Wasserressourcen schonen für Generationen

Deutschland ist ein dicht besiedeltes Land. Unsere überwiegend qualitativ guten und mengenmäßig reichlich vorhandenen Wasserressourcen dürfen nicht für einen kurzfristigen Erdgasboom gefährdet werden. Wir brauchen sauberes Wasser zum Leben, für die Hygiene, für die Landwirtschaft etc. Das Gas ist schnell verbraucht, mit Schadstoffen belastetes Grundwasser braucht aber Generationen, um sich zu regenerieren, und die Folgen einer evtl. erforderlichen Grundwassersanierung trägt in jedem Falle wieder die Allgemeinheit, während die Gewinne aus dem Gasgeschäft bei den privaten Investoren verbleiben würden.

 


*Formationswasser, ist Wasser innerhalb einer Gesteinseinheit unabhängig der Herkunft des Fluides.

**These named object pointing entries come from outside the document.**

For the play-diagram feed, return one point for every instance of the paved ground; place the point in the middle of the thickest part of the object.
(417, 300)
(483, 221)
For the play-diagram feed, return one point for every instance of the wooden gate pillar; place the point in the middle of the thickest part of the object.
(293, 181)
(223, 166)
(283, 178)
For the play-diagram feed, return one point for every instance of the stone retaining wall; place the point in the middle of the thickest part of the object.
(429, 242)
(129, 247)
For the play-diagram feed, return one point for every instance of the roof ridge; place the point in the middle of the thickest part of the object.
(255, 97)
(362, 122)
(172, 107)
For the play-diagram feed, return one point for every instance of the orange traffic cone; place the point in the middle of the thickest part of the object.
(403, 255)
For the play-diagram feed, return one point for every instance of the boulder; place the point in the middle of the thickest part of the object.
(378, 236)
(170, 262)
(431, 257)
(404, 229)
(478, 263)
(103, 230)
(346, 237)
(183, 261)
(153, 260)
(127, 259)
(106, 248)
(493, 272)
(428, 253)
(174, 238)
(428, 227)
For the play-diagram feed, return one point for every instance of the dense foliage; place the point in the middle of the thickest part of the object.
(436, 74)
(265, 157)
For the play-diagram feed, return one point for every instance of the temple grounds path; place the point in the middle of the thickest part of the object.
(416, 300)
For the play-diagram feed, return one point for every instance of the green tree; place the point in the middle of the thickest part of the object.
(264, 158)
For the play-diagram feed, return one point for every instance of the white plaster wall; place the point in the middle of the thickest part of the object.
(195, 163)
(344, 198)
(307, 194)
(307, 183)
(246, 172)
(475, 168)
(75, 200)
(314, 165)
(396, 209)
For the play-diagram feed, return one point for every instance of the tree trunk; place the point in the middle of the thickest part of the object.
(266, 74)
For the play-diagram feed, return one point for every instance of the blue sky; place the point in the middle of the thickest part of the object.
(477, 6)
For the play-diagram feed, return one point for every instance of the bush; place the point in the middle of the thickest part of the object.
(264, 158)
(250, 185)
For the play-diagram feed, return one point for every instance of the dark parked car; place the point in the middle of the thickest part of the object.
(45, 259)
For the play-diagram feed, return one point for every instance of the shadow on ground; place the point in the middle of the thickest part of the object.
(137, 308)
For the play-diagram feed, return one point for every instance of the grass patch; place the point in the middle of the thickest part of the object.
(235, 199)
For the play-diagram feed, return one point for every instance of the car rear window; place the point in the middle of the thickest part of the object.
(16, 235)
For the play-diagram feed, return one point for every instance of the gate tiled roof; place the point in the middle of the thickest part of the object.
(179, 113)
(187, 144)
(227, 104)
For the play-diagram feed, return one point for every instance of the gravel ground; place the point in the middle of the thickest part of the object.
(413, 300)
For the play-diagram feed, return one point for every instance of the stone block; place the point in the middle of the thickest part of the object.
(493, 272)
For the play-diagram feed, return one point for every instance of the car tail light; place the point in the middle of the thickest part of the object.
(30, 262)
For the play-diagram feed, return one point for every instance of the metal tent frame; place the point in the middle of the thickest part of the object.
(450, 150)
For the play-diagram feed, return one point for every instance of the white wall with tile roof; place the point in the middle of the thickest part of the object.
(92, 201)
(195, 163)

Diese Wässer können meteorischen Ursprungs, d.h. infiltriertes Oberflächenwasser (z.B. Regen, Meerwasser), oder bei der Entstehung der Gesteinsformation eingeschlossenes Porenwasser sein. Viele Formationswässer im tiefen Untergrund sind hochsalinar (sog. Solen mit >100 g/L vollständig gelöster Feststoffe) in denen erhebliche Mengen Schwermetalle gelöst sein können.



Die Allianz der öffentlichen Wasserwirtschaft e.V. (AöW)
Die AöW ist die Interessenvertretung der öffentlichen Wasserwirtschaft in Deutschland. Zweck des Vereins ist die Förderung der öffentlichen Wasserwirtschaft durch die Bündelung der Interessen und Kompetenzen der kommunalen und verbandlichen Wasserwirtschaft.

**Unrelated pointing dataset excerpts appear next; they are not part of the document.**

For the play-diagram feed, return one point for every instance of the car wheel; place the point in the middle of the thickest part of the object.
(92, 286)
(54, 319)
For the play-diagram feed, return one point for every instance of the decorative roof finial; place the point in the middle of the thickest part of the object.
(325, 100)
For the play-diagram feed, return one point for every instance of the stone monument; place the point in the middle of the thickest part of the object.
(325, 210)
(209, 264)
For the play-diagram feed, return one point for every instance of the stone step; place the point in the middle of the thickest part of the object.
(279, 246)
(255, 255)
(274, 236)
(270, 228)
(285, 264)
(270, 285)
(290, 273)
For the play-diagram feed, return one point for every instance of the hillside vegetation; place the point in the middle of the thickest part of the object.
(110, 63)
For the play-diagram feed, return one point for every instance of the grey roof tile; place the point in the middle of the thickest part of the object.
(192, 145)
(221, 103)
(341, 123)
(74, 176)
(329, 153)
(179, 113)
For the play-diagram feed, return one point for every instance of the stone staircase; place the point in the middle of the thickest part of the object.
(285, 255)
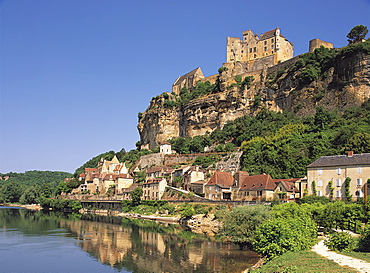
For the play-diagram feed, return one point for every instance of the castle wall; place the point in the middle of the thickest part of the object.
(316, 43)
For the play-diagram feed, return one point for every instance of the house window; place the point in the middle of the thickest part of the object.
(359, 193)
(359, 181)
(339, 182)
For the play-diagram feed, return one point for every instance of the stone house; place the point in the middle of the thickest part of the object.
(334, 170)
(287, 189)
(252, 47)
(219, 186)
(156, 172)
(165, 148)
(198, 186)
(254, 188)
(191, 175)
(153, 189)
(110, 176)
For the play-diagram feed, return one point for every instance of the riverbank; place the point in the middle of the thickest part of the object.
(30, 207)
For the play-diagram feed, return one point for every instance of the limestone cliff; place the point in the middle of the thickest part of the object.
(344, 83)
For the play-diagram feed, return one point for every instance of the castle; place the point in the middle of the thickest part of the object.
(250, 54)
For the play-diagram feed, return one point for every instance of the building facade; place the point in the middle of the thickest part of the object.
(327, 175)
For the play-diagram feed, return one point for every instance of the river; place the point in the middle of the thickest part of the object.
(35, 241)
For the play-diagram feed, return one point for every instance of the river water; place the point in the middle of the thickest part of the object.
(34, 241)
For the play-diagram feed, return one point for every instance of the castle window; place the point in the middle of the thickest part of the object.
(339, 182)
(359, 181)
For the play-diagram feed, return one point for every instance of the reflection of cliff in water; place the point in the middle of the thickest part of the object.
(145, 246)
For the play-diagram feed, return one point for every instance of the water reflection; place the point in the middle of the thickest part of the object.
(134, 245)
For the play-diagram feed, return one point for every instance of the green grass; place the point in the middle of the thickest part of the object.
(358, 255)
(302, 262)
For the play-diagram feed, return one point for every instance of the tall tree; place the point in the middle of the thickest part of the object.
(357, 34)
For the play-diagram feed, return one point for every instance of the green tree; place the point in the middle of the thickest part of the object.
(240, 224)
(31, 195)
(357, 34)
(136, 196)
(11, 192)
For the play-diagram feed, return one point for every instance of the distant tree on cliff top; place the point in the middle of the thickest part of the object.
(357, 34)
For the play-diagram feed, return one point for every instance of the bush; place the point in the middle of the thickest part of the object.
(280, 235)
(364, 243)
(341, 241)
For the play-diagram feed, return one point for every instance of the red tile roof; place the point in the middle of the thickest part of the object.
(258, 182)
(221, 179)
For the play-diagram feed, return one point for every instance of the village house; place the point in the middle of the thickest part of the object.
(288, 189)
(109, 177)
(219, 186)
(327, 175)
(159, 172)
(192, 175)
(153, 189)
(256, 188)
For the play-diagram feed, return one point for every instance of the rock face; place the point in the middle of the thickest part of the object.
(345, 84)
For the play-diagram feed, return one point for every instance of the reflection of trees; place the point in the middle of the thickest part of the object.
(133, 244)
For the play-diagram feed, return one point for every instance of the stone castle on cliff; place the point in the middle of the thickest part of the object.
(266, 59)
(250, 54)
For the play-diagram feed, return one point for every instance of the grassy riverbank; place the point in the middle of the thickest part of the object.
(302, 262)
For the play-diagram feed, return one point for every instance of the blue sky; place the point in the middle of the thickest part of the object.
(75, 73)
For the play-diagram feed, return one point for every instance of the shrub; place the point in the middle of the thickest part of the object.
(276, 236)
(364, 243)
(341, 241)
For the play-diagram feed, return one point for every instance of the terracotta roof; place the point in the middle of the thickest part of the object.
(153, 181)
(341, 160)
(289, 186)
(200, 182)
(257, 182)
(221, 179)
(187, 75)
(90, 169)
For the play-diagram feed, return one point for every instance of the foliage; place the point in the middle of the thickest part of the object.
(301, 262)
(311, 199)
(240, 224)
(341, 241)
(11, 192)
(60, 204)
(357, 34)
(291, 229)
(364, 243)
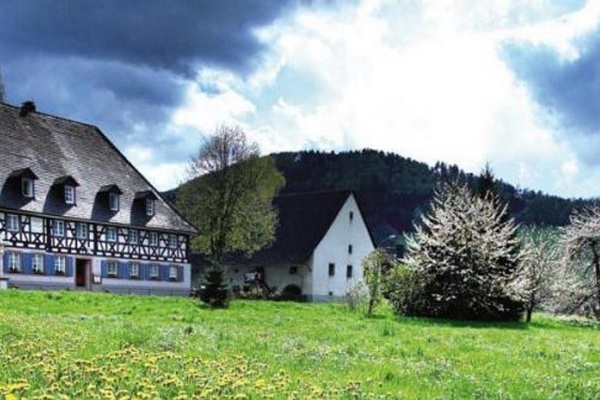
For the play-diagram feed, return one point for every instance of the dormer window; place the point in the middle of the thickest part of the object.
(26, 178)
(149, 201)
(113, 201)
(112, 195)
(66, 185)
(27, 188)
(150, 207)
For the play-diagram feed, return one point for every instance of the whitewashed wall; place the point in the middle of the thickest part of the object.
(333, 248)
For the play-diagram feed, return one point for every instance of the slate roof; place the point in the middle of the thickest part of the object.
(304, 219)
(55, 148)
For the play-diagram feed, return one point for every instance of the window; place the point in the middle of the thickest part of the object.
(113, 201)
(172, 241)
(69, 194)
(36, 225)
(12, 223)
(111, 234)
(154, 271)
(112, 269)
(173, 272)
(14, 261)
(60, 265)
(132, 237)
(150, 207)
(37, 263)
(153, 238)
(82, 230)
(58, 228)
(134, 269)
(27, 187)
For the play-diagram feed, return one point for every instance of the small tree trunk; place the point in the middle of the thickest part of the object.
(596, 264)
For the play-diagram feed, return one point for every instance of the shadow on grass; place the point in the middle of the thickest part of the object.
(424, 321)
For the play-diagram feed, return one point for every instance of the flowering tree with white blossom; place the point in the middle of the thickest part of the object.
(581, 241)
(466, 251)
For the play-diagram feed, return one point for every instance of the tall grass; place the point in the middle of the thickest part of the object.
(102, 346)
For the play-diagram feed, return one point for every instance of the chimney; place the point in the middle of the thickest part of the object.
(26, 108)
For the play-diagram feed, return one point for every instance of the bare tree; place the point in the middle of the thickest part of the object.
(581, 241)
(230, 194)
(539, 268)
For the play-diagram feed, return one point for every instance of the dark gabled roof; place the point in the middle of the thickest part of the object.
(65, 180)
(304, 219)
(54, 148)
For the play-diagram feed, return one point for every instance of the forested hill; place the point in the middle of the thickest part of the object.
(394, 189)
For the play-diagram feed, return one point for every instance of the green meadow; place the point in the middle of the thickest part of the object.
(84, 345)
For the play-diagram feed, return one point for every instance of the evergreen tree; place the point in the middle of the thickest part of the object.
(214, 291)
(466, 252)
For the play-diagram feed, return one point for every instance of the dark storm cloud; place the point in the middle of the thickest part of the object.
(172, 35)
(568, 88)
(124, 65)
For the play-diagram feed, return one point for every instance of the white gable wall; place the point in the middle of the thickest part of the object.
(334, 249)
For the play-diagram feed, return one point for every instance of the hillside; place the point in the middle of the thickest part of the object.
(394, 189)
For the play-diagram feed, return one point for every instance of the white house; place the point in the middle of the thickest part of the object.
(321, 241)
(76, 214)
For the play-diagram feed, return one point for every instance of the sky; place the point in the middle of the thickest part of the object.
(513, 84)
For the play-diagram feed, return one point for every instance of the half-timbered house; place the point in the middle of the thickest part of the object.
(76, 214)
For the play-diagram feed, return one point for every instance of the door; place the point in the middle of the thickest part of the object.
(82, 272)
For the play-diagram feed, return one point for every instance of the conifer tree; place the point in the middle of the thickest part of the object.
(466, 251)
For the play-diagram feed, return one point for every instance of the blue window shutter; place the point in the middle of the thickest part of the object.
(69, 266)
(5, 262)
(49, 264)
(163, 272)
(122, 269)
(26, 260)
(103, 268)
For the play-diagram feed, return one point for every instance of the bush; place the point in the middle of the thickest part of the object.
(466, 249)
(404, 287)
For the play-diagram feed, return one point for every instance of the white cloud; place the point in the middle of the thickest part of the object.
(425, 80)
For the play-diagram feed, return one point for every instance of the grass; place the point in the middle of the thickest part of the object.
(84, 345)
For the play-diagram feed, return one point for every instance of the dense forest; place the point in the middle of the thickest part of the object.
(393, 190)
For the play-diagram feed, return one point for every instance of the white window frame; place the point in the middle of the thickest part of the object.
(27, 187)
(133, 236)
(60, 265)
(150, 207)
(58, 228)
(13, 223)
(154, 271)
(173, 272)
(69, 194)
(152, 239)
(82, 231)
(331, 270)
(113, 201)
(37, 263)
(112, 269)
(134, 269)
(172, 241)
(15, 261)
(111, 234)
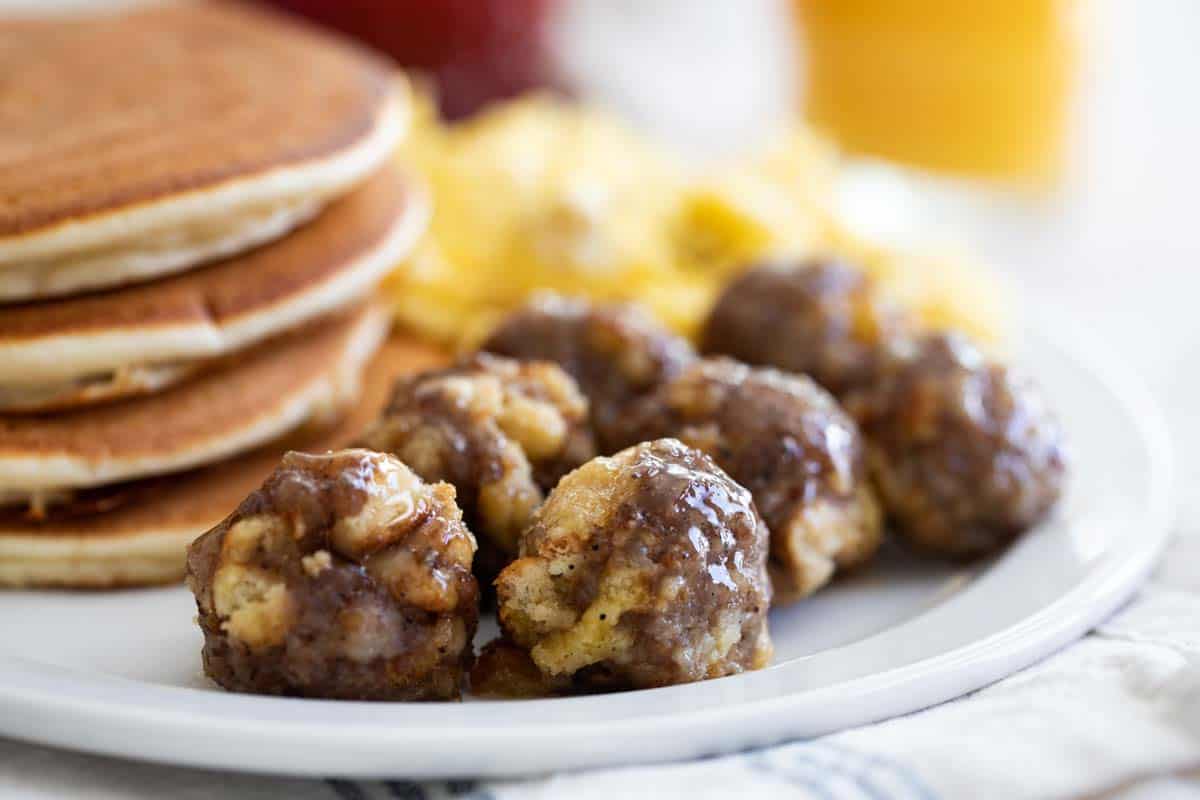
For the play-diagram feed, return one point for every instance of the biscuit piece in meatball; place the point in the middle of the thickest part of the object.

AöW-Mitglieder sind Einrichtungen und Unternehmen der Wasserversorgung und Abwasserentsorgung die ihre Leistungen selbst oder durch verselbstständigte Einrichtungen erbringen und vollständig in öffentlicher Hand sind. Ebenso sind Wasser- und Bodenverbände sowie wasserwirtschaftliche Zweckverbände und deren Zusammenschlüsse in der AöW organisiert. Außerdem sind Personen, die den Zweck und die Ziele der AöW unterstützen, Mitglied.